Mouktar prefers the train for long-distance travel, he says, "because of the serenity I feel when gazing out the window at nature—captivating in summer as well as winter." He added, "I hate taxis because the drivers are crazy."
In addition to the beautiful scenery, trains are attractive for their amenities, which include lounge compartments and internet access, although this has yet to be established on the Tunis –Ghardimaou line. There are also comfortable first-class cars.
![]() [Getty Images] Many Tunisians prefer the safety and comfort of trains. |
We arrive in the city of Beja, and a large group exits only to be replaced by others. Most of the new passengers are merchants going to meet their Algerian customers, who use the Ghardimaou as their trading site.
Algerians, for their part, come to sell cheap tires and aluminium, relatively expensive in Tunisia. During the Adha holiday, Ghardimaou residents in Europe return for vacations and sell European products, including cars.
The residents of Ghardimaou hold onto their traditions, which include gathering wild flowers and preserving their food in clay jugs and grinding grain using a hand mill.

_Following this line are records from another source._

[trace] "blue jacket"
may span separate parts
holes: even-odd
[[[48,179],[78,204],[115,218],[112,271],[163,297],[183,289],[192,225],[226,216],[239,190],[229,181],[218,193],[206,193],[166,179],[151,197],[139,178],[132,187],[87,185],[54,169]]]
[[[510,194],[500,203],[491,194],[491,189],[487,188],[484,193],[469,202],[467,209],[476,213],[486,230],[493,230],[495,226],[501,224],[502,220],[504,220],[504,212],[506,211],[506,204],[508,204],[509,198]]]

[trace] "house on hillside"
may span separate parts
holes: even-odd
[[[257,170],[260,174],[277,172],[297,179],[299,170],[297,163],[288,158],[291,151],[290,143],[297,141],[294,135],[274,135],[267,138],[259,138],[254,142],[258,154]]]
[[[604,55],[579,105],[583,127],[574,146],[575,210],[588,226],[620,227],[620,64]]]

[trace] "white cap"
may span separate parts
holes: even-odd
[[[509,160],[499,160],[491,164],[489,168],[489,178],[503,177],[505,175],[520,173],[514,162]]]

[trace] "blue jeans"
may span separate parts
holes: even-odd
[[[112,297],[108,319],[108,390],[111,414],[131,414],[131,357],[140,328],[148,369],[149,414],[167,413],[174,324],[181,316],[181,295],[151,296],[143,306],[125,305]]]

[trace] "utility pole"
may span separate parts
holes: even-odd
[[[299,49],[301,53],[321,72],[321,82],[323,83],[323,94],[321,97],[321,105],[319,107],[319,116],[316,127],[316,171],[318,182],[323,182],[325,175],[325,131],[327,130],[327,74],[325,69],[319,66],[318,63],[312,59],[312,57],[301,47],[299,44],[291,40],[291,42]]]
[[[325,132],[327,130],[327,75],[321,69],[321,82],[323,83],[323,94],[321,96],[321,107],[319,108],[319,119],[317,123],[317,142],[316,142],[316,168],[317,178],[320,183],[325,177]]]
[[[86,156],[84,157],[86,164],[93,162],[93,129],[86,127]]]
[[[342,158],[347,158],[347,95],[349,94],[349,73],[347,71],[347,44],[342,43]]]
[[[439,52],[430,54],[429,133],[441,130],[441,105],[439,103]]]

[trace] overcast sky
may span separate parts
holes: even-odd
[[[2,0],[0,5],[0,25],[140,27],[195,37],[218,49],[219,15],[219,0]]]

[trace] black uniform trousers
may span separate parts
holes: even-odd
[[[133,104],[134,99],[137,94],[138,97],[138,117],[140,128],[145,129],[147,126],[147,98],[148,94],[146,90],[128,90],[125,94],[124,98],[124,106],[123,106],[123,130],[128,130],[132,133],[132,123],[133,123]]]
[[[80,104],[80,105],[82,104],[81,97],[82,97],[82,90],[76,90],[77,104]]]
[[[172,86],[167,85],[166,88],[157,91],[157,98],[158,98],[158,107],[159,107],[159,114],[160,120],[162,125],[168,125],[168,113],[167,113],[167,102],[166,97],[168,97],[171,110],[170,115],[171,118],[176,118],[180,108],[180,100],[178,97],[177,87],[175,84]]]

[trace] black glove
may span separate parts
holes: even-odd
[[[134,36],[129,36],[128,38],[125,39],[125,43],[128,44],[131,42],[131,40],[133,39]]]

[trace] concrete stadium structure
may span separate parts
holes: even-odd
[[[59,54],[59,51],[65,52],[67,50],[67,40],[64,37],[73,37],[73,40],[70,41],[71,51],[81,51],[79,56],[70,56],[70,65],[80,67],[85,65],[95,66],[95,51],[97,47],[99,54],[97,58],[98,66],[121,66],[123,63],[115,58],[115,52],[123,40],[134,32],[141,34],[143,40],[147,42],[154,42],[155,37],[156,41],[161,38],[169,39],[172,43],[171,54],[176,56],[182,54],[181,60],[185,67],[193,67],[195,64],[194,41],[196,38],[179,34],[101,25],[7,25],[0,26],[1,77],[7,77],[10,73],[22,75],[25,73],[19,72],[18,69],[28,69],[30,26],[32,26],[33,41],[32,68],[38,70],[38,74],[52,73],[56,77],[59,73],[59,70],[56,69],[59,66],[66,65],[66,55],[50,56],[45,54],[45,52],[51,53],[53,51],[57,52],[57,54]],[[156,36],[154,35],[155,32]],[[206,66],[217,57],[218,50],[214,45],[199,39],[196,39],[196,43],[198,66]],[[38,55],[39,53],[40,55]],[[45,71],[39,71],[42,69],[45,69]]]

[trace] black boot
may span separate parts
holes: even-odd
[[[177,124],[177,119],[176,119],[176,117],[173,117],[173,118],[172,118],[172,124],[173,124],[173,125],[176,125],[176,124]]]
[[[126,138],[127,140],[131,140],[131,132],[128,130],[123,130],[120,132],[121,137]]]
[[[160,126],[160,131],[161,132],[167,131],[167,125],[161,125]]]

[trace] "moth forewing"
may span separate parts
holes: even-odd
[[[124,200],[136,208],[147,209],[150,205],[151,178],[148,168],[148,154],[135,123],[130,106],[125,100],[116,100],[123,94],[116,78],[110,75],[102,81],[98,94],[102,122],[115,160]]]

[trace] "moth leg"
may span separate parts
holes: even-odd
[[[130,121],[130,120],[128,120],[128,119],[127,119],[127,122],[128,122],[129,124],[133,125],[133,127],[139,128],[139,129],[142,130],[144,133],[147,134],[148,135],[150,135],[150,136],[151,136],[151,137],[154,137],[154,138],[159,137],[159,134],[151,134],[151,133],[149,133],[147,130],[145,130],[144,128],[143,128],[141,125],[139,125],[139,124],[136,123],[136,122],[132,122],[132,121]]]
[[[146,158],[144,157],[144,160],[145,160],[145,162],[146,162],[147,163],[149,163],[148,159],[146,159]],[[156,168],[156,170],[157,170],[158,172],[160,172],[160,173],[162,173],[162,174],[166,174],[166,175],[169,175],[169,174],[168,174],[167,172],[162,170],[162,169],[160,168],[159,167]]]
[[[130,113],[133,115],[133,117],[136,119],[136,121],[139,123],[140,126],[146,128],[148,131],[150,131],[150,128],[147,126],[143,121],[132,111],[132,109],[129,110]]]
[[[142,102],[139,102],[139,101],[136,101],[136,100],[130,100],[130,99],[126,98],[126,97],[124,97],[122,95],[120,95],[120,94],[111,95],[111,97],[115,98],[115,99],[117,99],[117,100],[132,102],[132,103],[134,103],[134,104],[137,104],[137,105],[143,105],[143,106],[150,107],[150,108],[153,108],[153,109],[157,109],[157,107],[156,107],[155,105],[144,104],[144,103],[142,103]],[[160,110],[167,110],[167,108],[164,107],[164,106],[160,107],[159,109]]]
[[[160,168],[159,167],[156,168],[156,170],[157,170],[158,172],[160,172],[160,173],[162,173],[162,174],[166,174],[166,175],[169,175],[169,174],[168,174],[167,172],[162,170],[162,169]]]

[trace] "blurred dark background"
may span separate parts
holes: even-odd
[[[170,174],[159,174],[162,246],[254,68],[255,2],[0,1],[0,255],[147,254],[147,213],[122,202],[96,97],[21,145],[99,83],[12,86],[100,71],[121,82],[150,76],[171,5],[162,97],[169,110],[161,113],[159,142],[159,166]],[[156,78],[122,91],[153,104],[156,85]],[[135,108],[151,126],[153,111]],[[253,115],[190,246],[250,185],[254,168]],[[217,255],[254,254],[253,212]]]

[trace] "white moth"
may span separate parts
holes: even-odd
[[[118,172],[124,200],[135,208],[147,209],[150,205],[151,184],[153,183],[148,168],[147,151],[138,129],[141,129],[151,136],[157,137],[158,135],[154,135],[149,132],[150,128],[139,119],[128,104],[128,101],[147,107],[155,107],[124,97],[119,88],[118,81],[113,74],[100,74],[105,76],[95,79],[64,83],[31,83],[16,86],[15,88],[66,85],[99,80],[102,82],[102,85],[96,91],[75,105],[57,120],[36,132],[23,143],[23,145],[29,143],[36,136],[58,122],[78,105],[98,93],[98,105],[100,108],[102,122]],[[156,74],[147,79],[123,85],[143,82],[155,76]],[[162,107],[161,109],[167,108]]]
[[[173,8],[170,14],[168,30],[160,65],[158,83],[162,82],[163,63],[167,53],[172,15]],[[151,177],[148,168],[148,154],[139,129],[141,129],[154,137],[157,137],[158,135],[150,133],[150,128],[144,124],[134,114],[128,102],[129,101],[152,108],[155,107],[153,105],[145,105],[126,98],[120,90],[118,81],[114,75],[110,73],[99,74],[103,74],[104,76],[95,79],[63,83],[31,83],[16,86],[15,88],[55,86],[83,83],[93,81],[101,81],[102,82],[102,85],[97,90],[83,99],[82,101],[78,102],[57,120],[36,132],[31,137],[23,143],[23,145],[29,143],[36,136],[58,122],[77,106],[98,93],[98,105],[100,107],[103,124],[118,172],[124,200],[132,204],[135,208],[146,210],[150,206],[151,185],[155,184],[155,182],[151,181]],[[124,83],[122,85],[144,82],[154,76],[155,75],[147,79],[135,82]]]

For food, they depend on grains, olives, bread, cows, sheep and goats. The city is known for several foods: barkoukesh, muhummusa, asida, zarika and souika.
While the village's traditions are interesting, the personalities on the train have become somewhat legendary.

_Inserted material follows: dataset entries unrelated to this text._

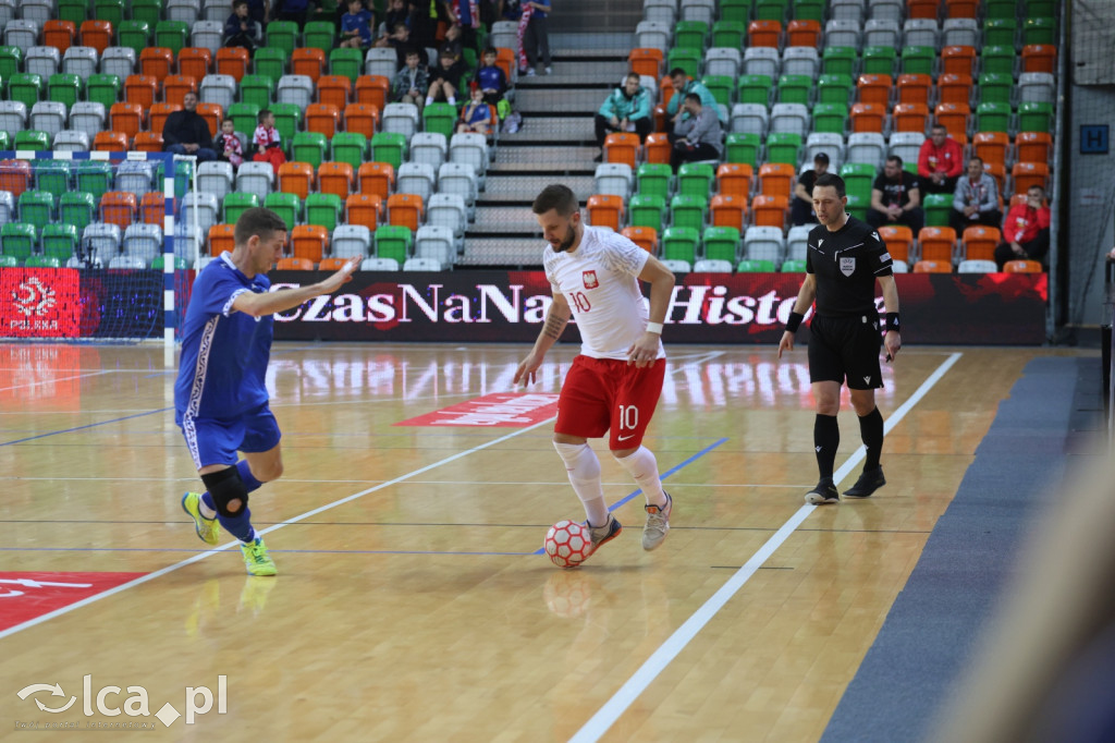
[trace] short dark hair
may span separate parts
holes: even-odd
[[[836,189],[836,196],[843,199],[847,195],[847,189],[844,186],[844,178],[836,175],[835,173],[822,173],[817,176],[817,180],[813,182],[813,189],[816,190],[818,186],[832,186]],[[813,194],[809,194],[811,196]]]
[[[236,220],[233,239],[236,245],[246,245],[253,235],[268,240],[275,232],[285,232],[287,223],[282,218],[263,206],[245,209]]]
[[[551,209],[558,210],[562,216],[569,216],[580,209],[580,204],[569,186],[554,183],[543,189],[531,205],[531,211],[535,214],[545,214]]]

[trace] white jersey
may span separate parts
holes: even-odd
[[[647,302],[637,277],[649,258],[623,235],[601,228],[584,228],[572,253],[546,245],[546,278],[573,310],[583,355],[626,359],[631,344],[647,331]],[[658,358],[665,356],[659,341]]]

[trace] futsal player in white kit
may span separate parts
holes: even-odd
[[[564,185],[543,189],[532,209],[550,243],[542,258],[553,302],[514,383],[535,380],[542,359],[572,316],[581,332],[581,353],[562,383],[553,442],[584,504],[590,554],[622,530],[608,511],[600,461],[588,444],[609,432],[612,456],[647,499],[642,548],[653,550],[666,539],[673,502],[662,490],[658,462],[642,437],[662,392],[661,334],[673,273],[627,238],[585,226],[576,196]],[[650,284],[649,313],[640,281]]]

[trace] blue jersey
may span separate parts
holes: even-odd
[[[233,419],[268,402],[264,378],[271,357],[274,316],[254,318],[232,309],[244,291],[266,292],[271,280],[249,279],[227,253],[210,262],[194,281],[182,324],[182,358],[174,385],[174,421]]]

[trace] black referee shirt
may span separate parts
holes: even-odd
[[[875,277],[891,276],[891,254],[879,233],[854,216],[836,232],[824,224],[809,231],[805,270],[816,274],[817,309],[822,317],[872,315]]]

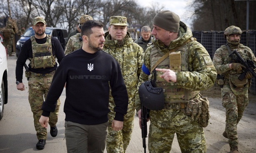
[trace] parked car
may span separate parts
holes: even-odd
[[[7,78],[8,67],[7,67],[7,50],[0,43],[0,120],[4,115],[5,104],[8,101],[8,84]]]
[[[63,49],[65,50],[66,47],[65,42],[68,38],[68,31],[67,29],[46,26],[45,29],[45,33],[58,38],[60,41]],[[19,54],[20,54],[20,52],[21,47],[23,45],[25,41],[29,39],[31,36],[34,35],[34,34],[35,33],[32,27],[30,27],[26,30],[24,34],[20,37],[20,38],[16,43],[16,53],[17,57],[19,56]]]

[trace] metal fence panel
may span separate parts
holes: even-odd
[[[193,31],[192,33],[193,36],[206,49],[212,59],[217,49],[227,43],[227,40],[224,37],[224,31]],[[256,31],[243,32],[241,34],[240,43],[248,46],[256,55]],[[256,95],[256,79],[251,79],[251,85],[249,90],[254,95]]]

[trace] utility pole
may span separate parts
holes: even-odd
[[[9,0],[7,0],[7,2],[8,3],[8,10],[9,10],[9,17],[11,17],[11,9],[10,9],[10,5],[9,3]]]

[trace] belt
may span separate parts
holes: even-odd
[[[36,76],[44,76],[54,74],[55,73],[55,71],[52,71],[49,73],[36,73],[31,72],[30,74]]]
[[[185,108],[185,105],[187,105],[187,103],[164,103],[164,108],[166,110],[173,109],[174,110],[180,110]]]

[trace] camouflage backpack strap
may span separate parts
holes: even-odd
[[[51,38],[51,36],[47,34],[45,43],[38,44],[34,36],[30,37],[33,55],[33,58],[29,59],[32,68],[45,69],[54,66],[55,56],[53,55]]]

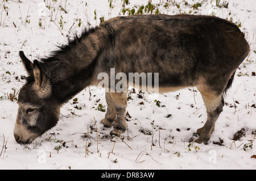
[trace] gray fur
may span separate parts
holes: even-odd
[[[159,73],[160,92],[196,87],[205,104],[208,119],[197,130],[200,136],[196,142],[206,144],[222,111],[222,94],[249,51],[243,34],[226,20],[159,15],[112,18],[69,40],[50,57],[34,61],[34,65],[20,52],[29,76],[20,90],[19,103],[38,107],[30,113],[38,116],[31,128],[26,123],[29,116],[22,116],[26,110],[20,107],[15,139],[30,142],[54,127],[64,103],[85,87],[97,86],[97,75],[104,72],[110,75],[110,68],[114,68],[116,73],[126,75]],[[126,129],[126,94],[106,93],[106,99],[108,111],[101,123],[110,127],[114,122],[111,134],[119,136]]]

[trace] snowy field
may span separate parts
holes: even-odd
[[[40,59],[75,32],[137,13],[214,15],[244,32],[250,54],[236,71],[209,144],[193,142],[207,120],[195,87],[155,99],[131,90],[128,130],[117,138],[100,124],[104,91],[92,87],[64,105],[55,127],[18,144],[16,94],[27,75],[19,51]],[[1,1],[0,169],[256,169],[255,15],[255,0]]]

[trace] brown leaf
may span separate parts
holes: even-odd
[[[126,116],[127,116],[129,118],[131,118],[131,116],[130,115],[129,113],[126,112],[126,114],[125,115]]]

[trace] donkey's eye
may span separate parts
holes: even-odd
[[[35,111],[36,109],[32,109],[32,108],[28,108],[27,110],[26,110],[26,113],[28,113],[28,112],[33,112],[34,111]]]

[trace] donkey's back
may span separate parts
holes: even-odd
[[[116,74],[125,74],[122,81],[129,73],[158,73],[159,91],[196,87],[208,117],[197,129],[196,141],[207,143],[222,111],[224,92],[249,50],[243,34],[226,20],[159,15],[111,19],[41,62],[32,63],[20,52],[28,77],[19,94],[14,137],[20,143],[32,142],[57,124],[64,103],[85,87],[98,85],[100,73],[111,78],[114,68]],[[119,136],[126,129],[126,92],[106,93],[108,110],[101,123],[114,125],[112,134]]]
[[[121,16],[101,27],[114,40],[113,56],[100,62],[103,70],[115,65],[117,72],[159,72],[160,87],[196,86],[224,74],[229,79],[249,51],[237,26],[215,16]]]
[[[113,40],[108,50],[112,56],[99,61],[101,71],[114,68],[127,75],[159,73],[162,92],[196,86],[208,113],[196,141],[207,142],[222,111],[223,94],[250,50],[237,26],[214,16],[164,15],[118,17],[100,26]],[[112,134],[126,130],[125,98],[123,94],[106,94],[108,112],[101,123],[111,127],[117,117]]]

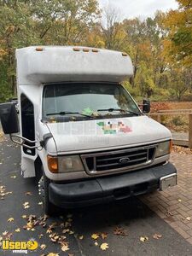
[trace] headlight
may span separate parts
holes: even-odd
[[[47,163],[49,171],[53,173],[84,171],[79,155],[66,155],[59,157],[48,155]]]
[[[157,146],[155,157],[169,154],[172,151],[172,141],[167,141],[165,143],[159,143]]]
[[[58,157],[59,172],[71,172],[84,171],[79,155],[66,155]]]

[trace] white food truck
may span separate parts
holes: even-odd
[[[21,146],[21,174],[38,177],[45,212],[163,190],[177,184],[172,135],[121,83],[125,53],[85,47],[16,50],[15,104],[0,105],[5,134]]]

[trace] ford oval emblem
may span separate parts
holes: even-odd
[[[120,164],[127,164],[130,161],[129,157],[124,157],[119,160]]]

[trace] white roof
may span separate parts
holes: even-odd
[[[133,75],[130,57],[108,49],[31,46],[17,49],[16,59],[19,85],[66,81],[122,82]]]

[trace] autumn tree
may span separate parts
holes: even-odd
[[[192,61],[192,2],[177,0],[179,8],[171,10],[164,19],[167,30],[169,44],[166,51],[173,61],[191,66]]]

For example, train conductor "Hamouda Ghardimaou" added the name of the region to his name because of his extensive work experience in the area.
"He was able to fix any problem on the train he conducted in pitch-dark by touch. Everyone who worked under his leadership loved him, as did the people of Ghardimaou. He would bring them items they wanted from the capital," his son Abdel Razak Sadiri, who works as an analyst in the laboratories of the national railroad company, said.
Although Hamouda died of heart failure 15 years ago, he remains a model citizen to the city's residents. Regular passenger Abdel Salam Hafsouni recounted, "He would let children inside the control cabin to tell them about conducting. His smile never left his lips. He was part of our lives just as the conductor’s car was part of his life."
Another unforgettable character: the fake policeman who used the train free of charge for a decade.
At the beginning of the year, newspapers announced the arrest of an elderly man who, impersonating a police officer, rode the train for ten years free of charge – a perk given to Tunisia's security personnel. The fake policeman had been using a false identity card to inspect train tickets. The man was tried on charges of counterfeiting documents, impersonating a police officer and riding the train for free for a decade.
Tickets for this route cost eight dinars for economy class and 11 dinars for first class. The Tunisian railway offers discounts to students and military personnel. Journalists with press passes ride for free, or pay a small fee if they wish to use the first-class cars.
![]() [Getty Images] The railway links Tunisia's bustling capital to the sleepy frontier town of Ghardimaou. |
Suddenly there is commotion. We have arrived at the end of the line. After our three-hour trip, travellers gather their belongings, scurrying for the exits. They’re eager to snag taxis to take them to their villages far from the station.
An elderly woman says, despairingly, "I’d jump from the train window if it weren’t for the overcrowded exit. They don’t respect the elderly like me and don’t notice us." I offered to be her personal guard when she exited.
Unlike the Tunis train station, which is equipped with modern facilities (such as ATMs and restaurants), Ghardimaou's station has maintained its old colonial feel, resembling French train stations with its red tiling and spacious waiting rooms.
Passengers step out into the fresh air of farmland. In this sleepy frontier town, time seems to have stood still. The pace of life is slower than in Tunis, but deliciously simple.